Stephen’s images made a major impression in Northeast Ohio. He was awarded the Cleveland Arts Prize’s Verge Fellowship in 2018, and his “This is Collinwood” sequence gained funding from Collinwood’s Ballot Box Undertaking in 2016. He was named Twelve Literary Arts’ photographer-in-residence in 2017 and worked with the Cleveland Public Library and the Cleveland Print Room to add to the “Cleveland 20/20: A Picture Exploration of Cleveland” exhibition. His is effective were being also consistently shown all around town.
Stephen’s shots featured Cleveland surroundings, daily life and portraits of nearby individuals.
“It’s the day-to-day things folks stroll by and hardly ever give a second search,” Bivens mentioned in a 2017 cleveland.com feature by reporter Nikki Delamotte. “I preferred to display those people factors that I’ve arrive to really like and share them with men and women.”
But there had been a good deal of shots that were being never ever shown publicly. Jen started off likely by means of Stephen’s get the job done after he died. (Many of his images showcased Jen, which the artist tagged on his Instagram with his hashtag #bivmuse.)

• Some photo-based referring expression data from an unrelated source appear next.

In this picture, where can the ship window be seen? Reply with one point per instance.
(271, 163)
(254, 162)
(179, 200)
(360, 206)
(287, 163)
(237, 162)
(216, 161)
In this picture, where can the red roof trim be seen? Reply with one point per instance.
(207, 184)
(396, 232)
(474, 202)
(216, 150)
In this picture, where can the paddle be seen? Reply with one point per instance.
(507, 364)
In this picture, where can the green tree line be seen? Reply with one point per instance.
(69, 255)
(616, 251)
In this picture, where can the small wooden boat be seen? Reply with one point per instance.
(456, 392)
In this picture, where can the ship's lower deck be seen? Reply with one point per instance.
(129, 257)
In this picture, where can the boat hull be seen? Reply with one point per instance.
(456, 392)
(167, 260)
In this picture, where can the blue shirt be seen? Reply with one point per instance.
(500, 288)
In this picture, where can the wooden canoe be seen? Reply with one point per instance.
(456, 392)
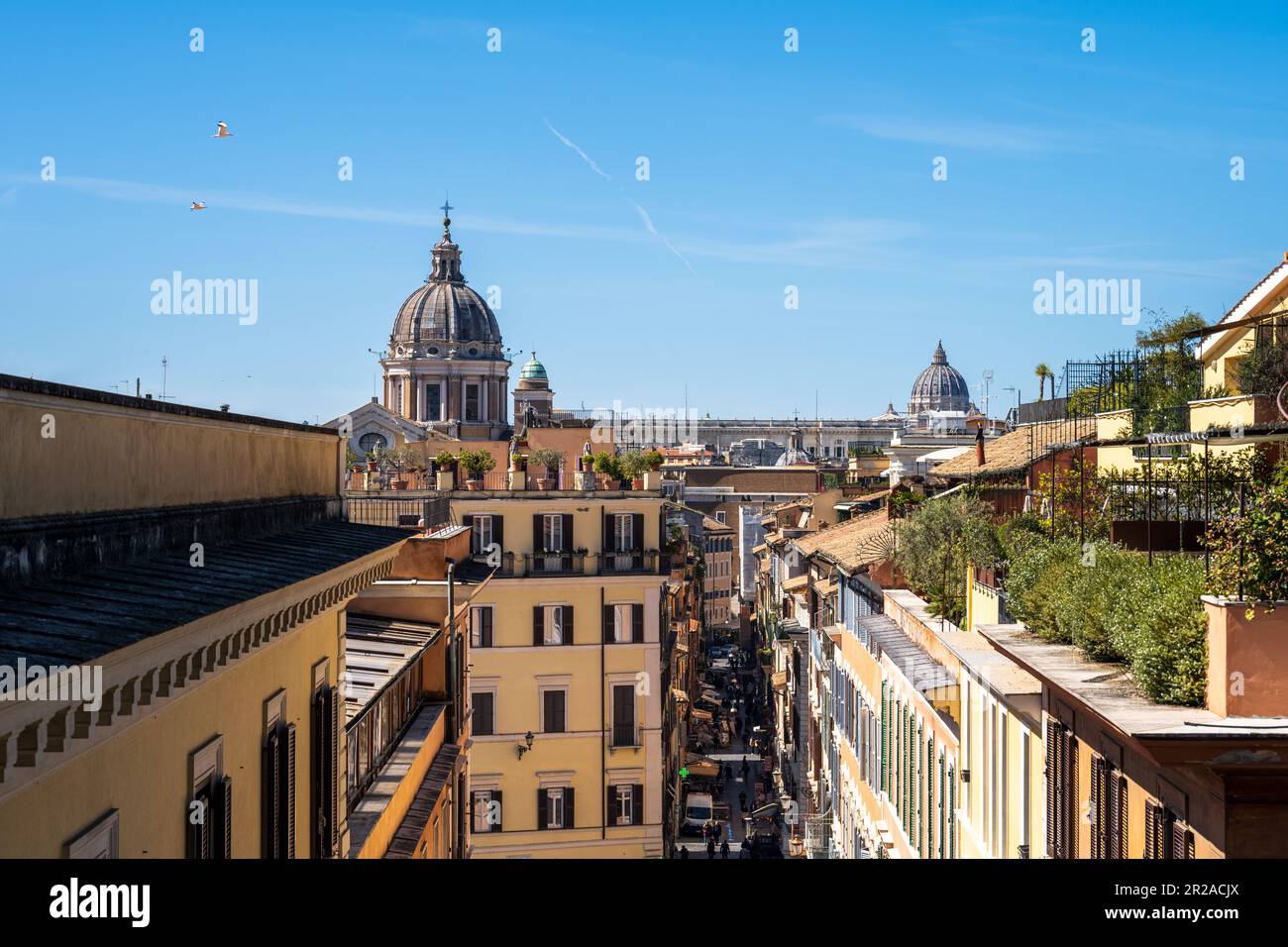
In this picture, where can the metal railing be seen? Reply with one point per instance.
(622, 564)
(553, 564)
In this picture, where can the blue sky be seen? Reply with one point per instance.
(768, 169)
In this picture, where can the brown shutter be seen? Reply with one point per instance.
(1052, 771)
(1098, 808)
(226, 812)
(1150, 830)
(271, 804)
(336, 735)
(290, 791)
(1072, 791)
(1121, 810)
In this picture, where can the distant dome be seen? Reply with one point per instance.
(445, 309)
(939, 388)
(533, 369)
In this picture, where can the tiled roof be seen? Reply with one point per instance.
(855, 543)
(1014, 451)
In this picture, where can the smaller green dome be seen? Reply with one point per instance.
(533, 369)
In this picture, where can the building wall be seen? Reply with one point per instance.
(107, 454)
(516, 672)
(143, 771)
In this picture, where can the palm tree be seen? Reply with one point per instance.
(1043, 372)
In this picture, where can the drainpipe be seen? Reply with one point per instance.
(603, 724)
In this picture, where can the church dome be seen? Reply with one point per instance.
(445, 311)
(939, 388)
(533, 369)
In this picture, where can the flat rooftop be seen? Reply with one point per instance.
(99, 609)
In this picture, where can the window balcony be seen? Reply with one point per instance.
(554, 564)
(638, 562)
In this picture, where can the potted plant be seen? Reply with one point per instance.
(476, 463)
(609, 471)
(549, 459)
(632, 464)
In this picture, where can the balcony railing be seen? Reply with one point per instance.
(625, 735)
(553, 564)
(622, 564)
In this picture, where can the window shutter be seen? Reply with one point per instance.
(226, 818)
(1150, 830)
(1121, 812)
(336, 735)
(1051, 772)
(1098, 808)
(290, 791)
(271, 804)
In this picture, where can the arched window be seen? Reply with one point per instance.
(369, 442)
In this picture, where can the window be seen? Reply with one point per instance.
(101, 840)
(625, 806)
(623, 532)
(370, 441)
(485, 805)
(623, 715)
(552, 532)
(554, 709)
(210, 834)
(484, 712)
(623, 622)
(555, 808)
(552, 625)
(481, 536)
(481, 626)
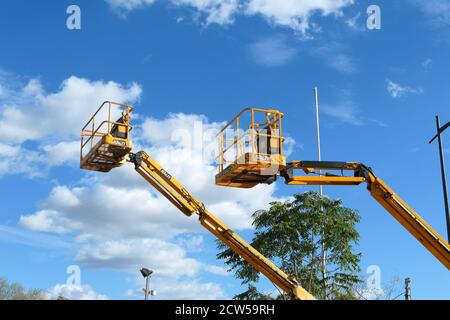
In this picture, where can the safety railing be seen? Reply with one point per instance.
(100, 124)
(253, 130)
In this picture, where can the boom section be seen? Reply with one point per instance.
(175, 192)
(381, 192)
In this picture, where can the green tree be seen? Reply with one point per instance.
(15, 291)
(311, 238)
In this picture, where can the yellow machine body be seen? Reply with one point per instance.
(317, 173)
(111, 148)
(250, 149)
(105, 144)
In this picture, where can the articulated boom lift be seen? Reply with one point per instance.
(250, 153)
(254, 156)
(103, 150)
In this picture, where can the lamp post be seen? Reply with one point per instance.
(444, 177)
(146, 273)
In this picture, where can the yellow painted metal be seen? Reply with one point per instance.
(242, 174)
(105, 143)
(410, 220)
(384, 195)
(175, 192)
(250, 148)
(323, 180)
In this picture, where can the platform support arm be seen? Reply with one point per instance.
(384, 195)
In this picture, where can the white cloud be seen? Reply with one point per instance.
(398, 91)
(61, 113)
(45, 221)
(294, 14)
(120, 222)
(74, 292)
(272, 51)
(217, 11)
(51, 121)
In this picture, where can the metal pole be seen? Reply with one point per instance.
(316, 95)
(147, 285)
(319, 154)
(408, 289)
(444, 177)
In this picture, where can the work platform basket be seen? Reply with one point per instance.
(105, 143)
(251, 149)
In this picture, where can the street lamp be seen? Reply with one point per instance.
(146, 273)
(444, 178)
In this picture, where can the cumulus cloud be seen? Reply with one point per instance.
(272, 51)
(293, 14)
(216, 11)
(396, 90)
(119, 222)
(74, 292)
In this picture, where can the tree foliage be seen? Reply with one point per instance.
(311, 238)
(15, 291)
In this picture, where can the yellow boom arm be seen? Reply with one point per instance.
(168, 186)
(404, 214)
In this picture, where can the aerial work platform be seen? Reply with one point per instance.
(250, 149)
(105, 144)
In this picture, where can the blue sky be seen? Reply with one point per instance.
(181, 63)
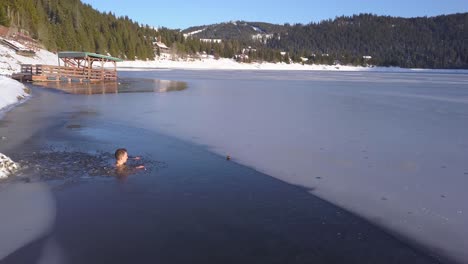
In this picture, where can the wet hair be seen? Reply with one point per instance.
(119, 153)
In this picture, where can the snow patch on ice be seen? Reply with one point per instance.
(7, 166)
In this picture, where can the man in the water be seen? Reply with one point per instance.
(121, 157)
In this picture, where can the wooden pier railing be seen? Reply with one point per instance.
(47, 72)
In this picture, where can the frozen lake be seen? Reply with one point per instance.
(391, 147)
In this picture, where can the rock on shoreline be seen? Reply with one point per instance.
(7, 166)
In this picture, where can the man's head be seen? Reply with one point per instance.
(121, 156)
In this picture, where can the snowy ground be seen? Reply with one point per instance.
(11, 93)
(10, 62)
(229, 64)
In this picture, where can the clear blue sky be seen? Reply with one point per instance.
(185, 13)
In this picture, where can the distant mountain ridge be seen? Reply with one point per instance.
(239, 30)
(421, 42)
(364, 39)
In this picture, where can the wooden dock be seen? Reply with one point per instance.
(78, 68)
(49, 73)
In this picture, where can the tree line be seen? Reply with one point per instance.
(424, 42)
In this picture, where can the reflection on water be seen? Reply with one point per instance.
(126, 85)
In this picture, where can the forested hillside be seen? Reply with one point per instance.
(435, 42)
(72, 25)
(425, 42)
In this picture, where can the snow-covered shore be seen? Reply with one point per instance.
(230, 64)
(11, 92)
(10, 62)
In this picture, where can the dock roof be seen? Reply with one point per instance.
(79, 54)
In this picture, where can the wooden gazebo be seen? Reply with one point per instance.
(77, 67)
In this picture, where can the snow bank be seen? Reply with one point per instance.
(10, 62)
(230, 64)
(11, 92)
(7, 166)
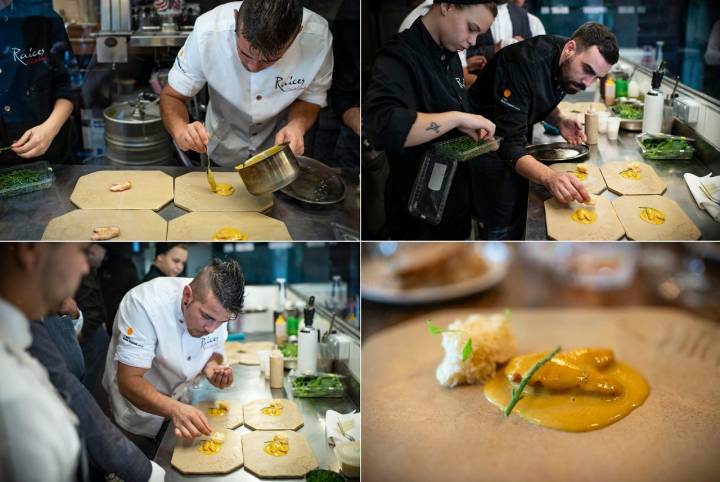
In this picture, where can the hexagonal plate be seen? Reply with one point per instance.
(677, 225)
(561, 227)
(192, 192)
(135, 225)
(150, 190)
(290, 419)
(188, 460)
(231, 420)
(201, 226)
(299, 461)
(649, 182)
(594, 183)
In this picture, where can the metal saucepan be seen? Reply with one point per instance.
(270, 170)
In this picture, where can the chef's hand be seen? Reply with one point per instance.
(193, 137)
(572, 131)
(189, 422)
(34, 142)
(476, 126)
(566, 187)
(220, 376)
(295, 136)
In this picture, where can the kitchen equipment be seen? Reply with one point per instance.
(150, 190)
(443, 434)
(193, 194)
(316, 184)
(201, 226)
(677, 226)
(561, 226)
(135, 225)
(557, 152)
(649, 182)
(134, 133)
(269, 171)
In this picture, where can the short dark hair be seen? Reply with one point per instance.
(225, 280)
(269, 24)
(593, 33)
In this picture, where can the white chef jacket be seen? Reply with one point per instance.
(149, 332)
(38, 430)
(245, 108)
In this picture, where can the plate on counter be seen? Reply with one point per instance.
(558, 152)
(426, 273)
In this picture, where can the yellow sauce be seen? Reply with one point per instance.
(652, 215)
(584, 216)
(273, 410)
(278, 446)
(208, 447)
(576, 391)
(229, 234)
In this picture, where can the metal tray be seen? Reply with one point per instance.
(557, 152)
(316, 184)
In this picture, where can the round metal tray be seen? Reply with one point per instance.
(558, 152)
(316, 184)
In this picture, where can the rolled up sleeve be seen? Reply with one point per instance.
(389, 109)
(138, 338)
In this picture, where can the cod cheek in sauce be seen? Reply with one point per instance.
(576, 391)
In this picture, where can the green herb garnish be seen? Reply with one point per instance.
(436, 330)
(517, 391)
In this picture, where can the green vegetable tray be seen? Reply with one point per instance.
(664, 146)
(25, 178)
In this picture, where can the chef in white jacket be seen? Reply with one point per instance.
(268, 66)
(167, 332)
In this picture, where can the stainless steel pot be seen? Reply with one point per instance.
(135, 135)
(269, 171)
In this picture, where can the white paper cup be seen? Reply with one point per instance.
(613, 127)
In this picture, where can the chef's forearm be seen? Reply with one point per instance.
(303, 114)
(428, 127)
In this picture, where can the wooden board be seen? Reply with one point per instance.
(232, 420)
(188, 460)
(150, 190)
(192, 192)
(649, 182)
(299, 461)
(414, 429)
(201, 226)
(290, 419)
(561, 226)
(677, 226)
(594, 183)
(135, 225)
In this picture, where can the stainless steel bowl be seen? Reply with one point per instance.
(269, 171)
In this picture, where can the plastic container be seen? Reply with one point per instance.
(665, 153)
(37, 176)
(434, 179)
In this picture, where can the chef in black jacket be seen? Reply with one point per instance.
(416, 97)
(522, 85)
(34, 83)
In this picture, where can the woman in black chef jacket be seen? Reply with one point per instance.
(417, 97)
(34, 83)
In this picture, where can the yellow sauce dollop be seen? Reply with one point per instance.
(576, 391)
(229, 234)
(652, 215)
(584, 216)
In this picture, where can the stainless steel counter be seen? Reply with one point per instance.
(249, 385)
(625, 149)
(25, 217)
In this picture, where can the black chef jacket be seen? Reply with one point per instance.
(519, 87)
(414, 74)
(33, 41)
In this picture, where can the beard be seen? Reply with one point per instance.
(568, 85)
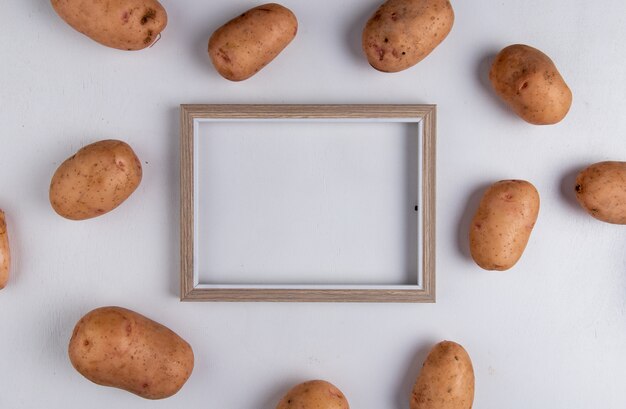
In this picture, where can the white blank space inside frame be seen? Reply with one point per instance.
(307, 202)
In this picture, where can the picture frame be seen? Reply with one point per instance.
(191, 289)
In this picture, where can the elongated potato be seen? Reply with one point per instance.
(502, 225)
(402, 33)
(314, 395)
(113, 346)
(530, 84)
(123, 24)
(601, 191)
(96, 180)
(446, 380)
(243, 46)
(5, 252)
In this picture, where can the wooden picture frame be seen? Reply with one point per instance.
(424, 115)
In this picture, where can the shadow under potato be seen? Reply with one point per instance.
(466, 219)
(403, 397)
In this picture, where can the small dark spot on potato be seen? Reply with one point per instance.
(150, 14)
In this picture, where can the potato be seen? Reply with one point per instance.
(446, 380)
(96, 180)
(113, 346)
(402, 33)
(244, 45)
(122, 24)
(5, 252)
(314, 395)
(601, 191)
(502, 225)
(530, 84)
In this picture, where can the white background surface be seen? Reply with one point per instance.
(307, 203)
(551, 333)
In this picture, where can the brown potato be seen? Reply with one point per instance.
(446, 380)
(116, 347)
(502, 225)
(243, 46)
(530, 84)
(122, 24)
(95, 180)
(601, 191)
(5, 252)
(314, 395)
(402, 33)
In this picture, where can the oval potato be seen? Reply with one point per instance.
(314, 395)
(113, 346)
(402, 33)
(122, 24)
(244, 45)
(530, 84)
(502, 225)
(446, 380)
(601, 191)
(96, 180)
(5, 252)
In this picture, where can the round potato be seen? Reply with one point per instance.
(402, 33)
(116, 347)
(446, 380)
(502, 225)
(5, 252)
(314, 395)
(601, 191)
(530, 84)
(244, 45)
(95, 180)
(123, 24)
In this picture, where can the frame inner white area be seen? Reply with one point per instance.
(308, 203)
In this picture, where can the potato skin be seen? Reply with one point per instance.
(5, 252)
(601, 191)
(122, 24)
(314, 395)
(530, 84)
(244, 45)
(113, 346)
(446, 380)
(95, 180)
(502, 225)
(402, 33)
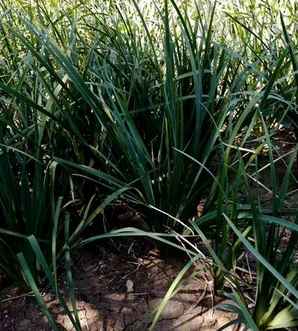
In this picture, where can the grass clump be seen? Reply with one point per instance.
(155, 105)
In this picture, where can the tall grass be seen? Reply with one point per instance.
(155, 104)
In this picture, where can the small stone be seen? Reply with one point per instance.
(173, 309)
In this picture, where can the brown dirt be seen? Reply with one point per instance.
(120, 292)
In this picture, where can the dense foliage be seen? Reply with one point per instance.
(160, 105)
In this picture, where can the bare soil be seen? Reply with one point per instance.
(121, 292)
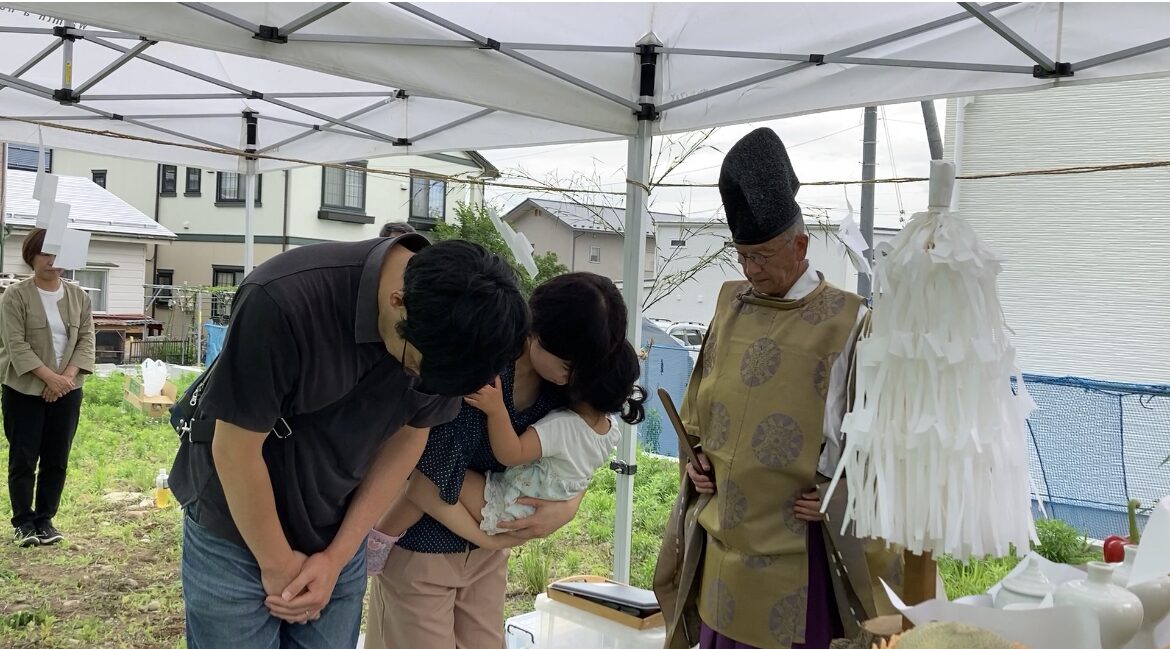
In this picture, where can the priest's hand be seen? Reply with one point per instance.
(701, 477)
(807, 506)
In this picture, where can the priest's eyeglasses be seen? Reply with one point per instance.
(757, 259)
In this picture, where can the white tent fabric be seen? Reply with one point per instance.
(324, 78)
(720, 63)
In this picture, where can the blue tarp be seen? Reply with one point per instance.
(213, 336)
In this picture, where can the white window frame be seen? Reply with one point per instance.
(98, 296)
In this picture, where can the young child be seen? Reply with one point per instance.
(556, 457)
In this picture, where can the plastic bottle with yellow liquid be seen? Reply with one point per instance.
(162, 490)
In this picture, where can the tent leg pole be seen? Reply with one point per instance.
(934, 138)
(868, 172)
(249, 204)
(632, 277)
(4, 199)
(249, 191)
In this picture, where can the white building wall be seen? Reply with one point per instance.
(1086, 256)
(695, 301)
(123, 261)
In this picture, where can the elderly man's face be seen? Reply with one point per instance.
(775, 266)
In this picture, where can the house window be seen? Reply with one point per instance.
(221, 302)
(194, 181)
(428, 198)
(25, 158)
(229, 187)
(164, 278)
(170, 183)
(343, 188)
(96, 282)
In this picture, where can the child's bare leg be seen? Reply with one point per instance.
(463, 517)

“He labored with film. There were surely a good deal of digital information, but actually packing containers of 35-millimeter negatives,” Jen explained. “As I like to say, Stephen was pretty prolific, but not pretty structured. I was certainly the organized a person of the two, I kept factors orderly.”
As she seemed via the pictures, Jen imagined of an exhibition.
“I just did not want to leave these in a box,” Jen reported. “They needed to be noticed.”
She arrived at out to John Farina and Adam Tully, the owners of Maria Neil Artwork Challenge in Cleveland’s Waterloo neighborhood, as nicely as good friends of hers and Stephen’s. They aided make artBIV and also arrange an exhibition of Stephen’s is effective at Maria Neil and Six Shooter Espresso, which is on perspective by August at Maria Neil (15517 Waterloo Street) and 6 Shooter (15613 Waterloo Street). Viewers can see the display by appointment and all through Waterloo’s “Walk All In excess of Waterloo” events on July 2 and Aug. 6. Six Shooter is open 7 a.m.-7 p.m., every day of the 7 days.
“I definitely desire we have been accomplishing this even though he was here, for him,” Farina claimed. “It’s a really great show. It’s a great way to existing his work… I know his existence is there, but it would have been pleasant to have him there. I know he’d be happy of it.”
The exhibition incorporates loads of Stephen’s Cleveland photographs, alongside with photographs from Tampa, Florida, exactly where he and Jen lived to be nearer to Stephen’s youngsters for the better aspect of a 10 years just before going back again to Cleveland in 2015. Many of the pictures are black-and-white, shot on film — Stephen’s preferred format.
“We went via and looked at items from the perspectives of what would be exciting for people today to glimpse at and see in an exhibition, as perfectly as what actually signifies him in a photograph, and matters that confirmed him off as a photographer that folks didn’t definitely get a opportunity to see,” Farina reported.
Outside of his techniques as a photographer, Stephen’s warm existence and friendship experienced an impact on quite a few of the people today he fulfilled in Cleveland.
“Stephen was an amazing human being. I imagine anyone who satisfied him genuinely felt that and knew that,” Jen said. “He just had a way of generating you experience comfy and risk-free, and precious and essential, no matter whether you have been another person with a title, or irrespective of whether you ended up a college student that he was sitting down with in a classroom, serving to you master some thing.”
She additional: “I would guess that if you questioned other artists in the city what they cherished about Biv, it was just that he was Biv. That he was current and out there, and type, and a superior friend.”
Observe potential artBIV showings, gross sales and far more at artbiv.com.